Clarametyx is developing an antibody-based approach to dismantling bacterial biofilm, a physical structure within bacterial infections associated with treatment resistance and infection persistence. With support from the CF Foundation, Clarametyx engaged with the Cystic Fibrosis Therapeutics Development Network (TDN) to develop, refine, and run a 1b/2a clinical trial in people with cystic fibrosis. This study is partly funded by investment from CF Foundation Mission Ventures and continues to be supported through corporate and scientific advising.

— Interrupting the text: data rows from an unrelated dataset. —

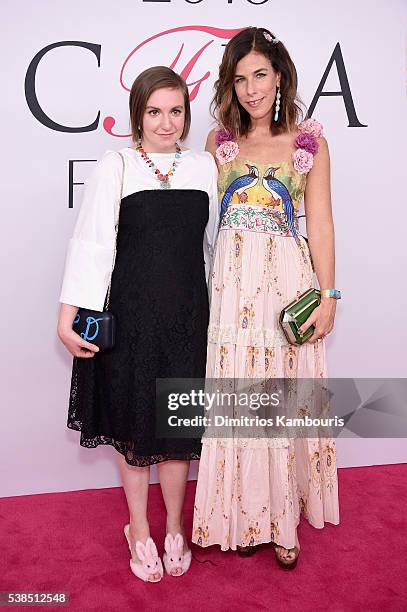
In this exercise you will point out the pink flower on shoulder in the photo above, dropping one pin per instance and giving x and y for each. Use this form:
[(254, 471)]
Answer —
[(227, 151), (311, 126), (222, 135), (308, 142), (303, 161)]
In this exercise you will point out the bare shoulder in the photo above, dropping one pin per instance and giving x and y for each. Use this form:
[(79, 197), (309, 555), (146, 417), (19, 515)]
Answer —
[(211, 142), (322, 156)]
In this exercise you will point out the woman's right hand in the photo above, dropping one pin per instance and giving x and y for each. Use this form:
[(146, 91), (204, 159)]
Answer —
[(77, 346)]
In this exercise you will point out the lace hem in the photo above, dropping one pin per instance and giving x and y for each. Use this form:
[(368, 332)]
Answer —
[(127, 450), (256, 337), (282, 442)]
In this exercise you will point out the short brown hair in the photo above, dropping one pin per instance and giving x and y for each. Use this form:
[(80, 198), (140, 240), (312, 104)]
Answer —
[(225, 105), (147, 82)]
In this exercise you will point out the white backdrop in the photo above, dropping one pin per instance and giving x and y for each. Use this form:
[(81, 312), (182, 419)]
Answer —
[(38, 453)]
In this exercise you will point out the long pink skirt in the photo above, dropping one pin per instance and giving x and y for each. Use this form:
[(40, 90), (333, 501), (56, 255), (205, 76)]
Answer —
[(252, 490)]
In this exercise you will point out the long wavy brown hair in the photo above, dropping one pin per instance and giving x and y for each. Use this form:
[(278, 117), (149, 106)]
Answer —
[(225, 106)]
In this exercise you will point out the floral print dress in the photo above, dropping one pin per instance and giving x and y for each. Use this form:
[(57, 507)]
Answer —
[(253, 490)]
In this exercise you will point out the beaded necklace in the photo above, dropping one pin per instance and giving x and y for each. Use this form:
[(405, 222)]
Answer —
[(163, 179)]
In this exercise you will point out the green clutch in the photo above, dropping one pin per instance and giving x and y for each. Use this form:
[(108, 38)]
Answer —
[(296, 313)]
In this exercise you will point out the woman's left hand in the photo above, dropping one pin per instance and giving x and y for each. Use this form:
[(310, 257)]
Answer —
[(323, 318)]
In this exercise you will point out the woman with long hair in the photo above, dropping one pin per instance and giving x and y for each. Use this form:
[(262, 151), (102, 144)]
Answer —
[(162, 201), (252, 488)]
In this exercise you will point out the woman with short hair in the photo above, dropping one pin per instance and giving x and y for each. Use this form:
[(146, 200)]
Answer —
[(163, 200)]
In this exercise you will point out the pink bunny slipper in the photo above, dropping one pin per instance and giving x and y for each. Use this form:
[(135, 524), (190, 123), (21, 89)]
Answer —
[(148, 555), (176, 562)]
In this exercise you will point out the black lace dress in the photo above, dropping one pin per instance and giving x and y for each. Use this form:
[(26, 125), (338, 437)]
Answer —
[(159, 297)]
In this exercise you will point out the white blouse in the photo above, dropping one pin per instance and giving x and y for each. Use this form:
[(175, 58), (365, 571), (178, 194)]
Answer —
[(91, 249)]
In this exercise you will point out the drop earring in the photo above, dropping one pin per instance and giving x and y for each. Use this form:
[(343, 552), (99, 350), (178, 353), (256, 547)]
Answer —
[(278, 98)]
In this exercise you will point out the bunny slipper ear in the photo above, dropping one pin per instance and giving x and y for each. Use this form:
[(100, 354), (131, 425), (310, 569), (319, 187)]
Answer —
[(168, 543), (141, 551), (151, 547), (178, 542)]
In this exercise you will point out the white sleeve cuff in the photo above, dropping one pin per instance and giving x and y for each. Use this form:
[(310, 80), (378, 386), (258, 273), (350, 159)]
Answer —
[(87, 273)]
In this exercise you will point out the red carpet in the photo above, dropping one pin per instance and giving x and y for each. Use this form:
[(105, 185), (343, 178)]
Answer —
[(74, 542)]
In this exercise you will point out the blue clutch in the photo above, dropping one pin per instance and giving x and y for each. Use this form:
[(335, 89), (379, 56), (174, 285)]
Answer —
[(96, 327)]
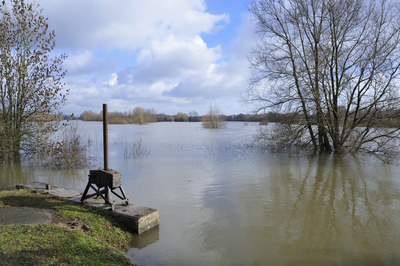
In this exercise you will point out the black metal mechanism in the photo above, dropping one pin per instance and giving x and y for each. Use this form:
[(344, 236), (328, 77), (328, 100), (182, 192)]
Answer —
[(107, 178)]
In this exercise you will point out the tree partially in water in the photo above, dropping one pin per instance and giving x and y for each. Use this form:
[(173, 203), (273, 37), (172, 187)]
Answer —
[(30, 80), (213, 118), (333, 63)]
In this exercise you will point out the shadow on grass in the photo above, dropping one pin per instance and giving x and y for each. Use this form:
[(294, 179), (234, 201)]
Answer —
[(103, 242)]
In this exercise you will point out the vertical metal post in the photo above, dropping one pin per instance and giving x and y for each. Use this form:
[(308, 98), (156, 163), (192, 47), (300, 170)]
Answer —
[(105, 136)]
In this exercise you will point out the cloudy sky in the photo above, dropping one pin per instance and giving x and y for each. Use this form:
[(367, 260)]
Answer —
[(169, 55)]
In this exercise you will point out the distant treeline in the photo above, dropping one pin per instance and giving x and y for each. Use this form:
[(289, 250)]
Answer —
[(140, 115)]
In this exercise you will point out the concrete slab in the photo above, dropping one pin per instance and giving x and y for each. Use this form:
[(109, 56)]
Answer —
[(138, 218), (63, 193), (35, 185)]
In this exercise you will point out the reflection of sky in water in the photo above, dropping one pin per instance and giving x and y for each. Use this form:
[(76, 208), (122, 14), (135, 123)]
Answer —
[(223, 203)]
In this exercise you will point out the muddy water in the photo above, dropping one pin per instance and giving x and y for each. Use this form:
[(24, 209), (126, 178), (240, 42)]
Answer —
[(224, 203)]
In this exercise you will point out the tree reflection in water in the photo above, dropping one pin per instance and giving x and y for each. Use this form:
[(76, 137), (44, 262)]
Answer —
[(330, 210)]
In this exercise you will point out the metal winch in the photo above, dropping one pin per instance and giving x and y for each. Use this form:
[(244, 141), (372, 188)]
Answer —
[(106, 178)]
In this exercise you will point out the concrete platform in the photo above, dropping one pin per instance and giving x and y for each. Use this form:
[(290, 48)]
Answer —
[(138, 218)]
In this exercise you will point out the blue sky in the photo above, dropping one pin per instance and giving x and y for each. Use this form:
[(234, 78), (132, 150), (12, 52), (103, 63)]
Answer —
[(169, 55)]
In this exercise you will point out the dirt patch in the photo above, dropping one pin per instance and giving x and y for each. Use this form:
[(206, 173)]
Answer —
[(25, 215), (76, 224)]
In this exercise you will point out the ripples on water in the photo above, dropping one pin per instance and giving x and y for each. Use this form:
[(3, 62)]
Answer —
[(222, 202)]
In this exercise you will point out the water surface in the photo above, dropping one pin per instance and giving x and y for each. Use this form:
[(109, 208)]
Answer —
[(222, 202)]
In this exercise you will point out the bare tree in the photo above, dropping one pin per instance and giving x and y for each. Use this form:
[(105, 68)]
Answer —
[(335, 64), (213, 118), (30, 81)]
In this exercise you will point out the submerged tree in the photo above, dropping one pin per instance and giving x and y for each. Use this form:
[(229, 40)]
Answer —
[(333, 63), (213, 119), (30, 81)]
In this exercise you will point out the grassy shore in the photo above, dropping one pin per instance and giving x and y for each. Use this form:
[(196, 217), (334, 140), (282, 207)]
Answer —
[(79, 235)]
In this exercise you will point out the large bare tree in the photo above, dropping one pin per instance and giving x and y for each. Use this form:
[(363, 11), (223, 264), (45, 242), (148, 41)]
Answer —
[(332, 66), (30, 80)]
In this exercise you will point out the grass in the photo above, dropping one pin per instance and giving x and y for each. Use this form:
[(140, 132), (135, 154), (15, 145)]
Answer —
[(80, 235)]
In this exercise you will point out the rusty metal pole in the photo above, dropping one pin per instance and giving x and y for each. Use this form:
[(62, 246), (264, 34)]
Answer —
[(105, 136)]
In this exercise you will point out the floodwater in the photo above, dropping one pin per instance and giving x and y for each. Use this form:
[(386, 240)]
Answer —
[(222, 202)]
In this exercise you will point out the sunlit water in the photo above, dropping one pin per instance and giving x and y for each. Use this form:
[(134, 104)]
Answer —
[(222, 202)]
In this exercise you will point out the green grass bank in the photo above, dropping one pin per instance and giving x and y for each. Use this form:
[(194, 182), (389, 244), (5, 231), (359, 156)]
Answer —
[(78, 235)]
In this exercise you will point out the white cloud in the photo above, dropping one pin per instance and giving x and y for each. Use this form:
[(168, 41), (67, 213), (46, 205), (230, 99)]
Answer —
[(148, 53), (126, 24)]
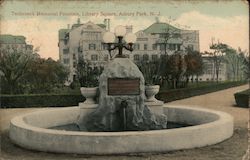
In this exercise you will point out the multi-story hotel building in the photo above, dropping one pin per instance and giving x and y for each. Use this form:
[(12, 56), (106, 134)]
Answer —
[(8, 41), (153, 41)]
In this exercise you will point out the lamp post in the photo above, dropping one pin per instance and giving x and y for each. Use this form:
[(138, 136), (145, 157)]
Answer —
[(120, 33)]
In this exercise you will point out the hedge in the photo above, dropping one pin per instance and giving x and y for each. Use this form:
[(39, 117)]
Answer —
[(56, 100), (242, 98), (172, 95)]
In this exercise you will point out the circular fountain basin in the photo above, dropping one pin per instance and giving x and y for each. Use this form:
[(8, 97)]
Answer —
[(208, 127)]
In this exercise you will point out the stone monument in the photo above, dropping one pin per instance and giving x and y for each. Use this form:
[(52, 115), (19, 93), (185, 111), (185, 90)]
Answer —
[(121, 101)]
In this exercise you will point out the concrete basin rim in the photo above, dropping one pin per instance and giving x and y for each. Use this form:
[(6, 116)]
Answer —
[(223, 118)]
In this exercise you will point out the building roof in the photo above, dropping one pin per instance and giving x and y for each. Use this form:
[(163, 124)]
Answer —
[(102, 25), (171, 41), (7, 38), (62, 33), (159, 27)]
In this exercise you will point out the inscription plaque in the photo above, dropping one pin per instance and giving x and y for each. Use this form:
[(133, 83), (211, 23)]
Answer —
[(123, 86)]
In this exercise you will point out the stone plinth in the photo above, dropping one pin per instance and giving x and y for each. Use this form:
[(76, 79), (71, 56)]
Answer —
[(156, 106), (121, 105)]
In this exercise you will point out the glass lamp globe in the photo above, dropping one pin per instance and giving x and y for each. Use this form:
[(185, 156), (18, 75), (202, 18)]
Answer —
[(130, 38), (120, 31), (108, 37)]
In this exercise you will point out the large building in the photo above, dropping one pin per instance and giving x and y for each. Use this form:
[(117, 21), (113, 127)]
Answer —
[(9, 42), (155, 40)]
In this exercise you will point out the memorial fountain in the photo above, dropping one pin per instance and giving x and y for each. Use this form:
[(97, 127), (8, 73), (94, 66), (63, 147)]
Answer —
[(124, 120)]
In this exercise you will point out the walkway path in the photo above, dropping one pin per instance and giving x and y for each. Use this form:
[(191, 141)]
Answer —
[(231, 149)]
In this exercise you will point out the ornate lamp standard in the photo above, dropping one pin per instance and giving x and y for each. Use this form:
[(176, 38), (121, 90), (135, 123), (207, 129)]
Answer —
[(120, 33)]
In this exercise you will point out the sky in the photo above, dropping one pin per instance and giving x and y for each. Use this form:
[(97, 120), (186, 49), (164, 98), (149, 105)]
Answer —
[(226, 21)]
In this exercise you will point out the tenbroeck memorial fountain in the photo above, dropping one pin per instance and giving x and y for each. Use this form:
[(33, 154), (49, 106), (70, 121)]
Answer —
[(124, 120)]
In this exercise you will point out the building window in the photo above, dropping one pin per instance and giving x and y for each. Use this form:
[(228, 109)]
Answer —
[(105, 46), (162, 47), (136, 57), (92, 46), (66, 61), (178, 47), (145, 57), (137, 46), (66, 51), (154, 47), (106, 57), (74, 64), (190, 46), (154, 57), (172, 46), (74, 77), (94, 57)]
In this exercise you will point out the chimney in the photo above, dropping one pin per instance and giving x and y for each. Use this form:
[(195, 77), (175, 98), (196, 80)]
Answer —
[(129, 29), (107, 24)]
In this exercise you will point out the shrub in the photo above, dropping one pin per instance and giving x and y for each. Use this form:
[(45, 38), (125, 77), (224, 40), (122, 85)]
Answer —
[(242, 98), (175, 94), (56, 100)]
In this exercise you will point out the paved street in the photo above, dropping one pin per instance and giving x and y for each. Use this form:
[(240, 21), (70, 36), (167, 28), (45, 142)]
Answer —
[(231, 149)]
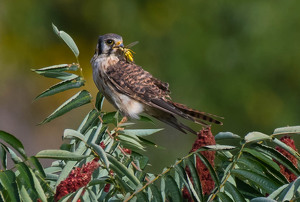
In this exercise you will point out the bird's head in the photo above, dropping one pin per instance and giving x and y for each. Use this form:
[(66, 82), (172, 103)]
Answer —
[(109, 44)]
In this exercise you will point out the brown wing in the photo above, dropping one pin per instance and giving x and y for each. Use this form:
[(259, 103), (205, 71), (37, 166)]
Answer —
[(132, 80)]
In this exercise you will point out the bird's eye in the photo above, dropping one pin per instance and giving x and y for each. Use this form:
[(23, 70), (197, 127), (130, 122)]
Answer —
[(110, 42)]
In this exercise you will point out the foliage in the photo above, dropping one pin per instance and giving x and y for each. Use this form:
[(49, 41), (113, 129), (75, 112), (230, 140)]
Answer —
[(103, 159)]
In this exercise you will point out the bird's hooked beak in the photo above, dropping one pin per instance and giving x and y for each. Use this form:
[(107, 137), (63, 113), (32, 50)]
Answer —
[(118, 45)]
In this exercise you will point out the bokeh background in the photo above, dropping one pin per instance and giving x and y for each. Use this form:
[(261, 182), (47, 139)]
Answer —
[(237, 59)]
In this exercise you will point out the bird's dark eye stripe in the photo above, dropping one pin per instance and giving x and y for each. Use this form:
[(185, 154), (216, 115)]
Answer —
[(109, 41)]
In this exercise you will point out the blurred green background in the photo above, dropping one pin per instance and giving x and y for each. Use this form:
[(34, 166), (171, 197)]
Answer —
[(237, 59)]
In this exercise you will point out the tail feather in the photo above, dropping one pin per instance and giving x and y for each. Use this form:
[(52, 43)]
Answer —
[(200, 116)]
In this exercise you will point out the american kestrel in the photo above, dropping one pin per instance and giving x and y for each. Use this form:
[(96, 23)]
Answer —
[(132, 90)]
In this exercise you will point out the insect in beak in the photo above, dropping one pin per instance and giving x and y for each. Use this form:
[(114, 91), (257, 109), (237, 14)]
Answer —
[(118, 44), (128, 53)]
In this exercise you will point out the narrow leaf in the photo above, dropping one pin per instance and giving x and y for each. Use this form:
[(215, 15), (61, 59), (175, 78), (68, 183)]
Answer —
[(156, 194), (25, 174), (224, 197), (278, 157), (262, 157), (8, 181), (62, 86), (89, 121), (37, 165), (81, 98), (57, 68), (262, 199), (59, 154), (67, 39), (259, 180), (58, 75), (172, 189), (24, 194), (276, 193), (13, 141), (287, 130), (69, 133), (101, 154), (140, 132), (123, 169), (3, 157), (217, 147), (256, 136), (237, 196), (38, 187), (287, 148), (226, 135), (288, 193)]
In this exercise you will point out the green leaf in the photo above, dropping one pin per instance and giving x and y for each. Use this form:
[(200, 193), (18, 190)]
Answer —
[(101, 154), (130, 140), (70, 133), (38, 187), (217, 147), (147, 142), (210, 168), (81, 98), (112, 117), (226, 135), (89, 121), (259, 180), (172, 189), (60, 154), (67, 39), (287, 130), (276, 193), (277, 156), (25, 174), (24, 194), (237, 196), (145, 119), (256, 136), (287, 148), (290, 191), (156, 194), (247, 190), (59, 75), (3, 157), (139, 132), (13, 141), (262, 199), (37, 165), (57, 68), (262, 157), (8, 181), (224, 197), (123, 169), (13, 155), (62, 86)]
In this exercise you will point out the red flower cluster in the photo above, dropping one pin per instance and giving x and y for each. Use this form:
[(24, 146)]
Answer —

Sionna Therapeutics Sionna is leveraging more than a decade of extensive research to advance first-in-class small molecules engineered to stabilize CFTR’s nucleotide-binding domain 1 (NBD1), where the most common CF genetic mutation, F508del, resides. Despite having long been identified as a critical component for proper CFTR function, NBD1 has been considered “undruggable”, and none of the currently approved CF therapies directly stabilizes it. Sionna is also developing a portfolio of complementary CFTR modulators that are designed to work synergistically with its NBD1 stabilizers to improve CFTR activity. Sionna believes stabilizing NBD1 is central to unlocking dramatic improvements in clinical outcomes and quality of life for CF patients.  

The Foundation supported the development of this type of modulator therapy for more than a decade by funding early-stage F508del corrector discovery work at Genzyme/Sanofi that eventually led to Sionna’s current pipeline. Since 2011, the Foundation has provided about $51 million to this research, including about $13 million directly to Sionna.